Yea the ad should be a red flag. Beach, money, chilling, girl. Uh what about the trading?

This can’t be happening because futures are exchange centralized.
One contract bought = one contract sold and all can be checked in logs.

It’s not like CFDs where we can buy without a seller (it’s just a ledger entry made by the broker).

I believe, though, that demos are prepared to consider the order size and level 2 at the moment of the demo execution. That’s what you’re observing.

So far from the limited time I’ve been on the feed I think it does effect price, but it’s more of a liquidity and pricing response. From what I’ve experienced on the demo I honestly believe the network is recognizing the demo executions and does not distinguish between the two. The only difference obviously is at the back office level with the one being funded.
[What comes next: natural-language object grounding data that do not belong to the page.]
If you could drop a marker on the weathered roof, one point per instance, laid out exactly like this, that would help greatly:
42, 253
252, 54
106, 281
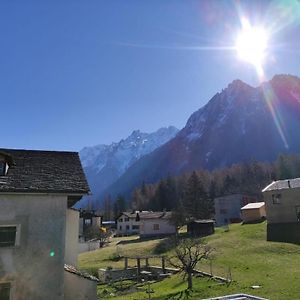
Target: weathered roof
43, 172
253, 205
142, 215
283, 184
202, 221
73, 270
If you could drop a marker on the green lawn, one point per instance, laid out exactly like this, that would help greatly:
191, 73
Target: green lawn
275, 267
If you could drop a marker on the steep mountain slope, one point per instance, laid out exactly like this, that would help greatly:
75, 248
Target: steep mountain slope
239, 124
104, 164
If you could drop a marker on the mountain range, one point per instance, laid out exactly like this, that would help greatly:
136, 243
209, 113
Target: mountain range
104, 164
239, 124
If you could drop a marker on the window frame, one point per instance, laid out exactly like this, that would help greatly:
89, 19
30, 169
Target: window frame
10, 287
156, 227
276, 199
17, 236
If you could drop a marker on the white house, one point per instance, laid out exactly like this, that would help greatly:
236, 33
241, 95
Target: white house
145, 223
282, 200
38, 228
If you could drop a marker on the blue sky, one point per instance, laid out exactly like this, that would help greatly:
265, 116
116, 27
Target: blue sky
79, 73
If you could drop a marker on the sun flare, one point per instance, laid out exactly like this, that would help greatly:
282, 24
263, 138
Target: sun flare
251, 44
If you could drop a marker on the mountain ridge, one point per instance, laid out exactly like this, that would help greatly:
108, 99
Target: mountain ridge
238, 124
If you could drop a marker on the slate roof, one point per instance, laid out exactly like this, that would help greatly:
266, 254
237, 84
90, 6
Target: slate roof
283, 184
73, 270
148, 214
43, 172
253, 205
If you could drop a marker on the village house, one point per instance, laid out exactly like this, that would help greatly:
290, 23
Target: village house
88, 219
145, 223
228, 208
282, 200
253, 212
39, 228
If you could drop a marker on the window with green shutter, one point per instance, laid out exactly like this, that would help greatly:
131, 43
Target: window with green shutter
5, 291
8, 236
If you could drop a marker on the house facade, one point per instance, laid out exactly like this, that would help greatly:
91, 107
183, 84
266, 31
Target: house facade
88, 219
38, 227
282, 200
253, 212
228, 208
145, 223
128, 223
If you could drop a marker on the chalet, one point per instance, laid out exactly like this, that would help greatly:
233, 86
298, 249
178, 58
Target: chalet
39, 228
228, 208
201, 227
88, 219
253, 212
145, 223
282, 200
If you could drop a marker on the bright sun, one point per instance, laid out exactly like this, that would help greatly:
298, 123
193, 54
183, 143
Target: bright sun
251, 45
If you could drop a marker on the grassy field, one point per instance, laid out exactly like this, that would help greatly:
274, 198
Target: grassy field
275, 267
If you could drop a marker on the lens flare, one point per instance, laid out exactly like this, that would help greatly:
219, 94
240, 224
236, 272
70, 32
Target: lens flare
251, 45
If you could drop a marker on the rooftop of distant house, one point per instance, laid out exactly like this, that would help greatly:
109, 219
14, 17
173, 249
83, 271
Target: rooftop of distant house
283, 185
143, 215
37, 171
254, 205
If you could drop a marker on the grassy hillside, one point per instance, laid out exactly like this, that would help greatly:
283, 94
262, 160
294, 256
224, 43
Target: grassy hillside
275, 267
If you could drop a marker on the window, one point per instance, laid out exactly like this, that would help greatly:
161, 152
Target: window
155, 226
8, 236
2, 168
276, 198
87, 221
5, 290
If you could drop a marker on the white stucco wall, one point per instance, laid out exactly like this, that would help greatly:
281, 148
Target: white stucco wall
33, 272
165, 227
286, 210
127, 230
71, 248
79, 288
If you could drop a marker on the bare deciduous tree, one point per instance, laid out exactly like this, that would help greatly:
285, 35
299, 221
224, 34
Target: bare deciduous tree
187, 254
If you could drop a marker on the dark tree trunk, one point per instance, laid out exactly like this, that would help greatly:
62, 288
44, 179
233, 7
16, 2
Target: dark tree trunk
190, 281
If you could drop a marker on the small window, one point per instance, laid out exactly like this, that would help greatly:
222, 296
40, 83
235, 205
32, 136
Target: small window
87, 221
5, 290
2, 168
8, 236
276, 198
155, 226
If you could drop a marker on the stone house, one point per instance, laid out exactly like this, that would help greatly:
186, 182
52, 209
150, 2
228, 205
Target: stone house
88, 219
228, 208
282, 200
38, 227
145, 223
253, 212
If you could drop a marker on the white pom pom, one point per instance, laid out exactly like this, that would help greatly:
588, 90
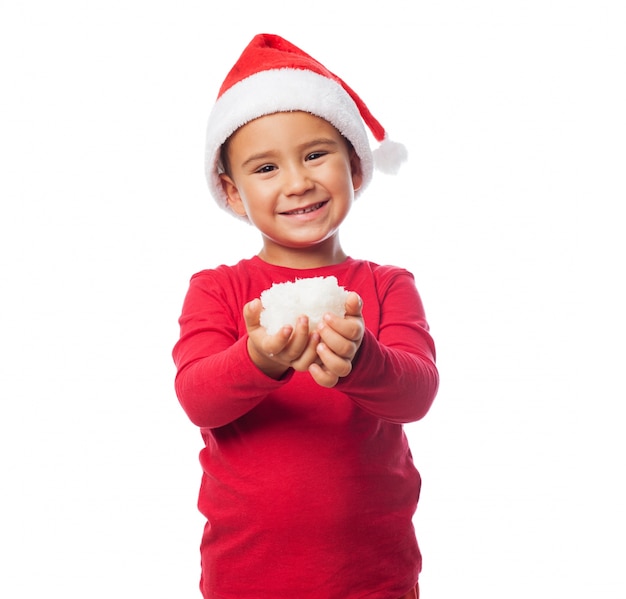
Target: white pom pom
283, 303
389, 156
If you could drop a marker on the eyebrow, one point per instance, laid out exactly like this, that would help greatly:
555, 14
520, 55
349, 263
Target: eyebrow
321, 141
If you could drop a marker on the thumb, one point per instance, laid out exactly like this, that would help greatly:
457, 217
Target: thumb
354, 303
252, 314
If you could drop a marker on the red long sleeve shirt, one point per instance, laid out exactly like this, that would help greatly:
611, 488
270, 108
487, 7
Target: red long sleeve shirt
308, 492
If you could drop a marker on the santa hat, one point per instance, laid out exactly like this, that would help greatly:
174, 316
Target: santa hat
272, 75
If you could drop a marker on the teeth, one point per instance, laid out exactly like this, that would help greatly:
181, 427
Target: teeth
305, 210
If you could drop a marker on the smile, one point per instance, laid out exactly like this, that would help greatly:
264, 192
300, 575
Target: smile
306, 210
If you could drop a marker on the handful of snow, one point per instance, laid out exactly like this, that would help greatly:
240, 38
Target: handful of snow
283, 303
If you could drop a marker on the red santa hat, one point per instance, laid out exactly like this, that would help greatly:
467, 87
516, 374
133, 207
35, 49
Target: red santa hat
272, 75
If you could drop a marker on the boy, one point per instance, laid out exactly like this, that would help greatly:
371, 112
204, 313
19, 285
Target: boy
308, 485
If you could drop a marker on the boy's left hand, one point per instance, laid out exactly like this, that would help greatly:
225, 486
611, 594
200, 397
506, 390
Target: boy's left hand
340, 341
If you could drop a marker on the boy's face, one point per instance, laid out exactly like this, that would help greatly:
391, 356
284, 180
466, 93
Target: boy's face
294, 176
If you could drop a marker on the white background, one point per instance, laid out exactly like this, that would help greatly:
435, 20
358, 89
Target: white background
510, 215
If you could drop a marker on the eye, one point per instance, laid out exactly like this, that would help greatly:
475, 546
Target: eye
266, 168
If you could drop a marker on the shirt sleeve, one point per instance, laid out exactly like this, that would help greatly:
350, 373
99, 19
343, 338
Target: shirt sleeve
216, 381
394, 375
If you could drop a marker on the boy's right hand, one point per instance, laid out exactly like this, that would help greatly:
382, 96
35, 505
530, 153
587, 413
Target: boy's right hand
289, 348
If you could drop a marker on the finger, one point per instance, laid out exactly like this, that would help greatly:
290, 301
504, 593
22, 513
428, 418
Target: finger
252, 314
332, 362
354, 304
308, 355
337, 342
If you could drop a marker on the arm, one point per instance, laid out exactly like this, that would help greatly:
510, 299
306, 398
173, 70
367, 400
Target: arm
216, 380
394, 376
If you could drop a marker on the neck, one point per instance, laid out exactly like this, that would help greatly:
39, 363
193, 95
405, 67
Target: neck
317, 256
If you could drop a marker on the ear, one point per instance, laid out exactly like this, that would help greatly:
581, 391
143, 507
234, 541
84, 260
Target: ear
232, 193
357, 171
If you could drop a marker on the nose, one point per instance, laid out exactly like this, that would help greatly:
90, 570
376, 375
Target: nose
297, 180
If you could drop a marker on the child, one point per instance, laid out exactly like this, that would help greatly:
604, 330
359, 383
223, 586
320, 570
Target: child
308, 484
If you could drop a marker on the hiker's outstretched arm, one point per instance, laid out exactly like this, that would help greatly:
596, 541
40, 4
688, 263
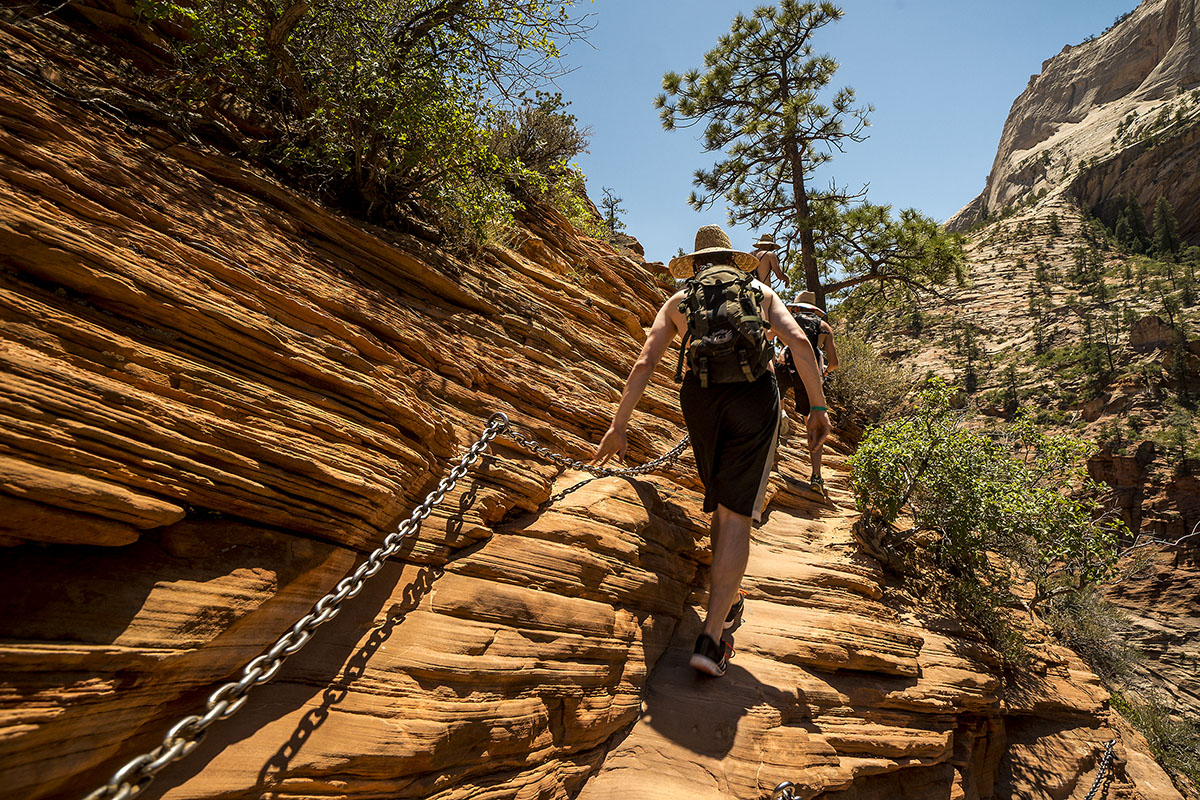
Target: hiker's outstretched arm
657, 343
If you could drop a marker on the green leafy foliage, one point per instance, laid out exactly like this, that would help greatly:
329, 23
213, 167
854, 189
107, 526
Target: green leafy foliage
1174, 740
381, 107
865, 385
760, 101
1167, 230
892, 258
991, 504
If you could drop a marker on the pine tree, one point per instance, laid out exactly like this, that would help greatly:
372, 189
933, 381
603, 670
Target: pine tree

This is also taking into account these are contracts so the price action is a bit more segmented…something even a beginner can see in the charts.

Put it this way, for now, I can’t pick up any difference in the price reaction between demo and live executions.

I’ve become extremely acute after fighting the off-shore algos for such a long time.

Went live and there’s an immediate relief, but that’s how it started with each of the FX off-shores. If things stay this way I recommend all you guys dump the off-shores and never touch them again.

We’ll see after I put up some serious numbers in few months. I’ll definitely pick up any changes.

Enjoy your journey, wishing you the best.